Now the Institute of Financial Planning has been merged into the Chartered Institute for Securities and Investment, most financial planners are getting used to the new norm. The CISI is a very different beast to the good old IFP. Not necessarily better or worse, just different. And that takes some getting used to.
One issue that has been causing a bit of unease since the merger is certifications. Certified Financial Planners can now add the title Chartered Wealth Manager to their alphabet soup of designations simply by undertaking the ‘Integrity Matters’ ethics exam and paying an admin fee of £30 plus VAT.
As someone who flunked the CWM exam a few years ago, I am not complaining. But the issue some commentators have raised is that the CFP is a QCF Level 6 qualification, while the CWM is Level 7.
So are the two really comparable? Much like the organisations that created them, CFP and CWM are different beasts. Again, one is not necessarily better than the other – they are just different.
The CFP is assessed by way of a case study, after passing an exam that tests knowledge of investment, protection, pensions, tax and general financial planning. Candidates are expected to prepare a financial plan, designed to test the application of their knowledge in these key domains, and demonstrate how they might present the plan to a client in a way that is meaningful.

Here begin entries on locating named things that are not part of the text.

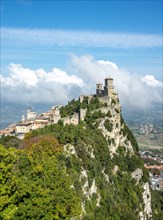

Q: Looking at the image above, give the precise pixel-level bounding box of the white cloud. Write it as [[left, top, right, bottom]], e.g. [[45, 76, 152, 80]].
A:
[[1, 64, 84, 104], [72, 55, 163, 108], [142, 75, 163, 87], [1, 27, 162, 48], [1, 55, 163, 108]]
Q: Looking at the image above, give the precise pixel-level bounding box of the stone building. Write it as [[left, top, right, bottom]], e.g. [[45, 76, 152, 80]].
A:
[[96, 77, 115, 97]]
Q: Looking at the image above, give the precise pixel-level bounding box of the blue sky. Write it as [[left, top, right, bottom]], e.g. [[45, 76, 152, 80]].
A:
[[1, 0, 163, 75], [0, 0, 163, 111]]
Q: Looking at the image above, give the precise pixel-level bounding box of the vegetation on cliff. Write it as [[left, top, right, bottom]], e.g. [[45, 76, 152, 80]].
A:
[[0, 98, 154, 220]]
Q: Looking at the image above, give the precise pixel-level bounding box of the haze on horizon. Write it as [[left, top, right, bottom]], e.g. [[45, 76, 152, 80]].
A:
[[1, 0, 163, 109]]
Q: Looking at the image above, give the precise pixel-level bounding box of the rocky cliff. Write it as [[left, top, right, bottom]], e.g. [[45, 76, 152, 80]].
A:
[[1, 96, 152, 220]]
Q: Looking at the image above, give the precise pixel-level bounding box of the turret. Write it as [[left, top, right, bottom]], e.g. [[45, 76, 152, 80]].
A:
[[104, 77, 114, 96], [96, 83, 103, 97]]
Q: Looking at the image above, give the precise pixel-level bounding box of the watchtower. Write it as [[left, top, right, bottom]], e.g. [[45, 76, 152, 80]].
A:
[[104, 77, 114, 96], [96, 83, 103, 97]]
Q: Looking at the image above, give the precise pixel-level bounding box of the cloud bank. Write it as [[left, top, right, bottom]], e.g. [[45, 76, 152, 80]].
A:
[[1, 55, 163, 109], [1, 27, 162, 48]]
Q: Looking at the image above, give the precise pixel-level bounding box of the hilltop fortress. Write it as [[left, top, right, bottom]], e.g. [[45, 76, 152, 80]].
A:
[[53, 77, 120, 125], [0, 77, 120, 139]]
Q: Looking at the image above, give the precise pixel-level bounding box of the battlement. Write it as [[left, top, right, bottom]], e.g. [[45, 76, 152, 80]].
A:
[[96, 77, 115, 97]]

The CWM, on the other hand, is assessed by three exams, covering financial markets, portfolio construction and applied wealth management. Put simply, the CFP is broader as it covers key areas of personal finance, while the CWM focuses on investments alone, albeit requiring a deeper knowledge of financial markets and portfolio construction.
This begs the question: what is wealth management in the true sense of the term? Is it the narrow focus on investment management or does it require a much broader range of skills in order to manage not only a client’s investment portfolio but their retirement, tax and estate planning as well?

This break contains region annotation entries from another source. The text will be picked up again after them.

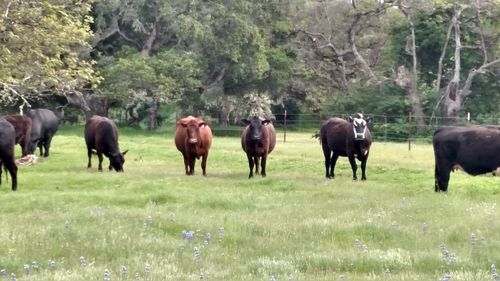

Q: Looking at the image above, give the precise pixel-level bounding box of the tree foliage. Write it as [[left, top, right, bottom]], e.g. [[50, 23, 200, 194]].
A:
[[0, 0, 98, 107]]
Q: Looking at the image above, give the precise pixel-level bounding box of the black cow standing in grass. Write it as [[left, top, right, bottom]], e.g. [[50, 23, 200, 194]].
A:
[[26, 108, 59, 157], [432, 125, 500, 192], [4, 114, 31, 156], [241, 116, 276, 178], [319, 113, 372, 180], [0, 117, 17, 191], [85, 115, 127, 172]]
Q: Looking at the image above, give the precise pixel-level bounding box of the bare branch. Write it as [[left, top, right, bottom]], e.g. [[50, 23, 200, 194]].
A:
[[0, 82, 31, 107], [434, 10, 456, 92], [476, 0, 488, 64], [94, 15, 141, 48]]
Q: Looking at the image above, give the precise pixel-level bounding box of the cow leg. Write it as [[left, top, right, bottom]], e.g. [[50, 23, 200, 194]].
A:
[[87, 148, 92, 168], [189, 156, 196, 175], [97, 151, 102, 172], [361, 157, 368, 181], [261, 154, 267, 177], [247, 154, 254, 178], [182, 153, 189, 175], [254, 156, 260, 174], [349, 154, 358, 181], [38, 141, 43, 157], [321, 141, 332, 178], [330, 152, 339, 179], [434, 157, 453, 192], [3, 158, 17, 191], [19, 139, 28, 157], [201, 152, 208, 176]]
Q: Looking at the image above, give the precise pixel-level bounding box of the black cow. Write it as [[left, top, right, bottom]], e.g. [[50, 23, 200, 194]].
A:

Portfolio managers have hijacked the title ‘wealth manager’ for far too long. In reality, people’s wealth extends beyond their investment portfolios and, as such, effective wealth management requires expertise in other domains not covered by the current CWM exams.
However, one might argue that investment content in the CFP model could be more in-depth, and CFP holders should have to undertake an exam on portfolio construction before being able to use the CWM designation.

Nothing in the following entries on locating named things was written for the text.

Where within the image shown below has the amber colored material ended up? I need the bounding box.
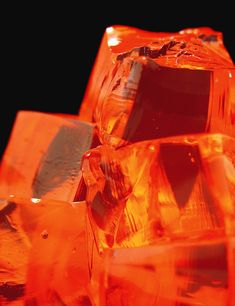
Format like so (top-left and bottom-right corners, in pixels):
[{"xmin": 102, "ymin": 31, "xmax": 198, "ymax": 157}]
[
  {"xmin": 0, "ymin": 198, "xmax": 91, "ymax": 306},
  {"xmin": 0, "ymin": 26, "xmax": 235, "ymax": 306},
  {"xmin": 97, "ymin": 237, "xmax": 235, "ymax": 306},
  {"xmin": 79, "ymin": 26, "xmax": 235, "ymax": 146},
  {"xmin": 0, "ymin": 111, "xmax": 98, "ymax": 201},
  {"xmin": 83, "ymin": 134, "xmax": 235, "ymax": 250}
]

On this point, though, it is important to bear in mind many CFP holders would have already completed hundreds of CPD hours on investment markets and portfolio construction, and many will also hold other designations, such as the Investment Management Certificate.
What the CISI merger has done is create two different routes to gaining the CWM designation: one with a narrow but deeper focus on investment and the other with a wider coverage of key areas including pensions and tax planning.
I guess it is up to clients to choose what they prefer.